If you're building and operating a scaled microservices architecture and have embraced Kubernetes, adopting service mesh to manage all cross-cutting aspects of running the architecture is a default position. Among various implementations of service mesh, Istio has gained majority adoption. It has a rich feature set, including service discovery, traffic management, service-to-service and origin-to-service security, observability (including telemetry and distributed tracing), rolling releases and resiliency. Its user experience has been improved in its latest releases, because of its ease of installation and control panel architecture. Istio has lowered the bar for implementing large-scale microservices with operational quality for many of our clients, while admitting that operating your own Istio and Kubernetes instances requires adequate knowledge and internal resources which is not for the fainthearted.

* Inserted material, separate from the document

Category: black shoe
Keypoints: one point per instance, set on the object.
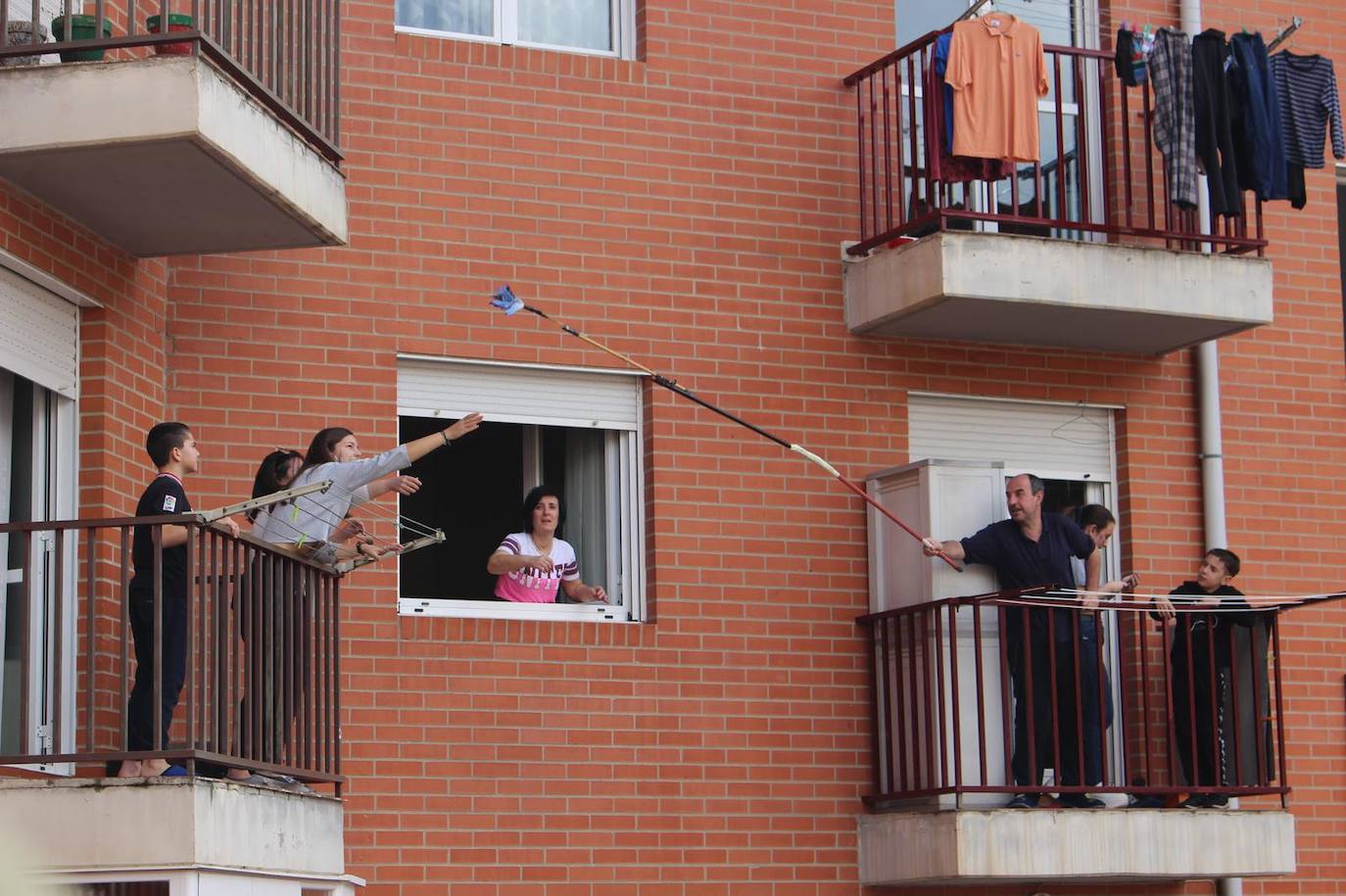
(1079, 801)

Istio is becoming the de facto infrastructure to operationalize a microservices ecosystem. Its out-of-the-box implementation of cross-cutting concerns — such as service discovery, service-to-service and origin-to-service security, observability (including telemetry and distributed tracing), rolling releases and resiliency — has been bootstrapping our microservices implementations very quickly. It's the main implementation of the service mesh technique we've been using. We've been enjoying its monthly releases and its continuous improvements with seamless upgrades. We use Istio to bootstrap our projects, starting with observability (tracing and telemetry) and service-to-service security. We're closely watching its improvements to service-to-service authentication everywhere in and outside of the mesh. We'd also like to see Istio establish best practices for configuration files to strike a balance between giving autonomy to service developers and control to the service mesh operators.
When building and operating a microservices ecosystem, one of the early questions to answer is how to implement cross-cutting concerns such as service discovery, service-to-service and origin-to-service security, observability (including telemetry and distributed tracing), rolling releases and resiliency. Over the last couple of years, our default answer to this question has been using a service mesh technique. A service mesh offers the implementation of these cross-cutting capabilities as an infrastructure layer that is configured as code. The policy configurations can be consistently applied to the whole ecosystem of microservices; enforced on both in and out of mesh traffic (via the mesh proxy as a gateway) as well as on the traffic at each service (via the same mesh proxy as a sidecar container). While we're keeping a close eye on the progress of different open source service mesh projects such as Linkerd, we've successfully used Istio in production with a surprisingly easy-to-configure operating model.